Charley: You tell 'him sister! I been trying to get rid of that kid for years. Ever since I tripped over that stupid dog of his. Then I fixed that dog for good.

paul.austin
10-02-2024, 01:21 AM
Ruined my joke by mixing up a coyote with a cougar

paul.austin
10-02-2024, 01:26 AM
Instead of coyote i should have written cougar -- although Steve become a coyote by not refusing the two decades-younger Barb.

ThisLittlePiggy
10-02-2024, 09:47 AM
Steve: You know, Barb, I should have married a woman four decades younger than myself. Where did it all go so wrong? I could've had a young chickadee!

stevea
10-02-2024, 12:13 PM
Steve: And, Barb, let's face it -- Katie's always had a thing for me.

ThisLittlePiggy
10-02-2024, 03:19 PM
Katie walks by. Um, what? (looks frightened)

stevea
10-04-2024, 09:31 PM
Barbara: Katie, don't even listen to him. His warped mind is off in never-never land again.

paul.austin
10-05-2024, 12:12 AM
Charley: If you call the travel agency to book, Never-Never Land is right next to Shangri-La and Bongo Bongo Land.

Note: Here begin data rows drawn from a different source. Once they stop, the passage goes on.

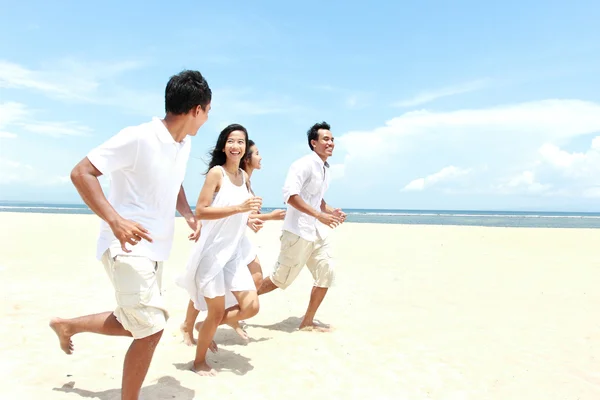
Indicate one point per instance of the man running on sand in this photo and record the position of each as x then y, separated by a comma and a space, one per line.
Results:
147, 164
304, 238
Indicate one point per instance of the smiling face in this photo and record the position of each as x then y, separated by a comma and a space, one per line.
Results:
255, 158
235, 146
324, 145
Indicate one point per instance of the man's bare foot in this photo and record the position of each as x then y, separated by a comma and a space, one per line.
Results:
203, 369
213, 346
61, 328
239, 330
188, 337
312, 326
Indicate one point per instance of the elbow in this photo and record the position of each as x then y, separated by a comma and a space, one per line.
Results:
76, 175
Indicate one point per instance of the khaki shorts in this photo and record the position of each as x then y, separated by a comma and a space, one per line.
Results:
137, 283
296, 252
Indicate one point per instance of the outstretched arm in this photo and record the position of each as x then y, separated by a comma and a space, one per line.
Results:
204, 210
183, 208
326, 208
85, 179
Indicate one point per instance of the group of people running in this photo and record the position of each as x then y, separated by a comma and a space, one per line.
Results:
223, 276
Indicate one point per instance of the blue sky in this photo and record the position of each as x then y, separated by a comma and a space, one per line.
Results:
434, 104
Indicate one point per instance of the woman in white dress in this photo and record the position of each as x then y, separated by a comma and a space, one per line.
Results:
250, 162
216, 265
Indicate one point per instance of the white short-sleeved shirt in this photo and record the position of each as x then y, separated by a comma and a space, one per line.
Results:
309, 178
146, 167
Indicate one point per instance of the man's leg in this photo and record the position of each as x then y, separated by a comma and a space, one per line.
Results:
137, 362
104, 323
293, 253
187, 327
321, 267
206, 332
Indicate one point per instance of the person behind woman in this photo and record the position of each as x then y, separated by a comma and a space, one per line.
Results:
250, 162
216, 266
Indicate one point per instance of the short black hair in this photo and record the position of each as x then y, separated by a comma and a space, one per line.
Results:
185, 91
313, 132
217, 156
246, 159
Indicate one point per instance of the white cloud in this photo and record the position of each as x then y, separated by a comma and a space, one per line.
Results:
242, 102
514, 148
337, 171
57, 129
12, 172
446, 174
431, 95
16, 117
524, 182
64, 79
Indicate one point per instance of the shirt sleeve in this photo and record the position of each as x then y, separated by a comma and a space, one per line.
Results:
297, 176
117, 153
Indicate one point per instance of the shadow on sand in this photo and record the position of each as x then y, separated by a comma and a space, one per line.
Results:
223, 361
166, 387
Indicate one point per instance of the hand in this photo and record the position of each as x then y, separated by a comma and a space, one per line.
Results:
255, 224
278, 214
331, 220
253, 204
196, 226
127, 231
341, 214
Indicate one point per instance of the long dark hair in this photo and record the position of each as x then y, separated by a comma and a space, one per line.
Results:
248, 156
217, 155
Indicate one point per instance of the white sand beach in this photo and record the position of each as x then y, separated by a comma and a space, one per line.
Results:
420, 312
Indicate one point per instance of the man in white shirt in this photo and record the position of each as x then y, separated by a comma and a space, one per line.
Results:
304, 237
146, 165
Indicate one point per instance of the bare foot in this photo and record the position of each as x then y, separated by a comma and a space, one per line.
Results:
188, 337
311, 326
60, 327
213, 346
239, 330
203, 369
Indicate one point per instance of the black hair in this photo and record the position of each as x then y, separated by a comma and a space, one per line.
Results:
217, 156
313, 132
185, 91
246, 159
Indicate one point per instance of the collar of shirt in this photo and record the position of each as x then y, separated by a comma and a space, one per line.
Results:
163, 133
321, 162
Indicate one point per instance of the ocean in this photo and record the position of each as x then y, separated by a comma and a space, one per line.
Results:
524, 219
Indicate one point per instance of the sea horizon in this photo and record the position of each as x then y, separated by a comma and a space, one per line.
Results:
461, 217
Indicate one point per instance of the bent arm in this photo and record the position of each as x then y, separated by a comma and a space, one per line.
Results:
326, 207
183, 207
85, 179
300, 205
203, 206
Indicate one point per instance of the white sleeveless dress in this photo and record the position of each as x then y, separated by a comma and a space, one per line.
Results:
216, 265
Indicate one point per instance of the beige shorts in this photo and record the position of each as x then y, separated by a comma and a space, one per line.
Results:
137, 283
296, 252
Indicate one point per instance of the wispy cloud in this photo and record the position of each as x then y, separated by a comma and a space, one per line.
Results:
431, 95
519, 145
245, 101
16, 117
446, 174
12, 172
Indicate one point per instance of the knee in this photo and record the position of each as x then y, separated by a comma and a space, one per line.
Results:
250, 309
215, 316
151, 340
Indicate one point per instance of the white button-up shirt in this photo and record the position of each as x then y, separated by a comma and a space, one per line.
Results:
308, 177
146, 167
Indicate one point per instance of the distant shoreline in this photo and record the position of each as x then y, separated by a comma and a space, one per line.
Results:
508, 219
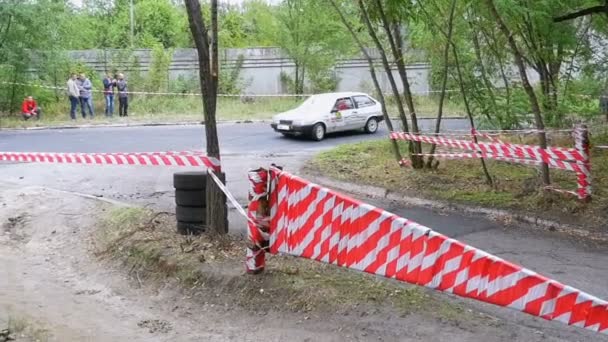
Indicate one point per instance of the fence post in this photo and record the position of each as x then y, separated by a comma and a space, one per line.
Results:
259, 221
581, 143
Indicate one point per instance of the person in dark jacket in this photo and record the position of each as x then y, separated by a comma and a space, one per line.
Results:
109, 83
86, 97
123, 95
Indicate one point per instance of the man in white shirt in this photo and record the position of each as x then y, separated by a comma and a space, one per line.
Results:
74, 94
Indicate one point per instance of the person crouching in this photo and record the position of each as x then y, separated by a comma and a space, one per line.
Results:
30, 109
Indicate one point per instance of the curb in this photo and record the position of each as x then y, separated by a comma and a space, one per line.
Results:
121, 125
179, 123
492, 214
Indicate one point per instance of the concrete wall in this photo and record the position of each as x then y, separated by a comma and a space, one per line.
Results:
261, 72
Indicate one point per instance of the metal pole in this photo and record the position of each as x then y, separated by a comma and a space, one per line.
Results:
132, 19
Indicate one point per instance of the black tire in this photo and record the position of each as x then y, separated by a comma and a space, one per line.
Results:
194, 180
187, 228
371, 126
318, 132
191, 214
190, 198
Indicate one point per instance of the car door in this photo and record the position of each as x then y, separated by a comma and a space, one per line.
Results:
342, 115
366, 108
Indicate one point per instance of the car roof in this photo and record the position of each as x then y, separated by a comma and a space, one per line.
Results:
342, 94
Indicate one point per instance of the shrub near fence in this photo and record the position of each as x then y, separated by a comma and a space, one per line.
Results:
575, 159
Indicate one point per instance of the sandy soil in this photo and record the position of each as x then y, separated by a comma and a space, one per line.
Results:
50, 277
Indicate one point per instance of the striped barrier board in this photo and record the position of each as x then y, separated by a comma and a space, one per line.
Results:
576, 159
309, 221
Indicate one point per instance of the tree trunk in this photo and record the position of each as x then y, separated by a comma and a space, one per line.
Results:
374, 77
484, 167
208, 75
444, 79
519, 61
396, 44
417, 161
296, 80
482, 69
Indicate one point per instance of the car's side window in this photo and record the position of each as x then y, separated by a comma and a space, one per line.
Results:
363, 101
345, 103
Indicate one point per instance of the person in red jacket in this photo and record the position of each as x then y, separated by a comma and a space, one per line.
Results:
30, 108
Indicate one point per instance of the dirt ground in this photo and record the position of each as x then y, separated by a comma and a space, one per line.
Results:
56, 286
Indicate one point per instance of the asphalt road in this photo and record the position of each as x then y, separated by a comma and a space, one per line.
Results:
234, 139
576, 263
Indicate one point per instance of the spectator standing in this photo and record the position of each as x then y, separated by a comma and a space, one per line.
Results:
109, 83
73, 94
123, 95
30, 109
86, 100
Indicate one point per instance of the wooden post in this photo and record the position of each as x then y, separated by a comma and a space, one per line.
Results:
259, 224
604, 105
581, 143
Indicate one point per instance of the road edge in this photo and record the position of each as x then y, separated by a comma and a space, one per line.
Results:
489, 213
152, 124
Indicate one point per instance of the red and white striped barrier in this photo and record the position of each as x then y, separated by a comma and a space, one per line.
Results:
576, 160
139, 158
504, 150
309, 221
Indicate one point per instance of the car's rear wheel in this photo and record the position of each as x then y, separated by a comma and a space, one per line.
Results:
371, 126
318, 132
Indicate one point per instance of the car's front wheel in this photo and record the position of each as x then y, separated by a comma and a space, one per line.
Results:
318, 132
371, 126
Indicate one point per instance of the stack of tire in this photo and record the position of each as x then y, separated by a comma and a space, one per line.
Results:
190, 200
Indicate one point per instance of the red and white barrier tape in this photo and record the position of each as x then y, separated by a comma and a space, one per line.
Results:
139, 158
550, 155
188, 94
259, 222
316, 223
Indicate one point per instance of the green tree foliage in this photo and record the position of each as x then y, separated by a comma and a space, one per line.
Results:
310, 32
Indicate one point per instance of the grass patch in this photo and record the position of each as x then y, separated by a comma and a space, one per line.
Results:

You can't miss it!

biffbronson
10-05-2024, 05:54 AM
Charley, to Ernie: "Listen Alice: if you don't shape up and stay out of that cookie jar, I'll spill the beans to Steve that you're the illegitimate son I fathered in Pago Pago...!"

ThisLittlePiggy
10-05-2024, 08:16 AM
Ernie: I am going to need so much therapy after hearing that, Uncle (Father!) Charley!

paul.austin
10-05-2024, 09:13 AM
Charley: Yep, Father Charley. Would a man of the cloth *lie* to you?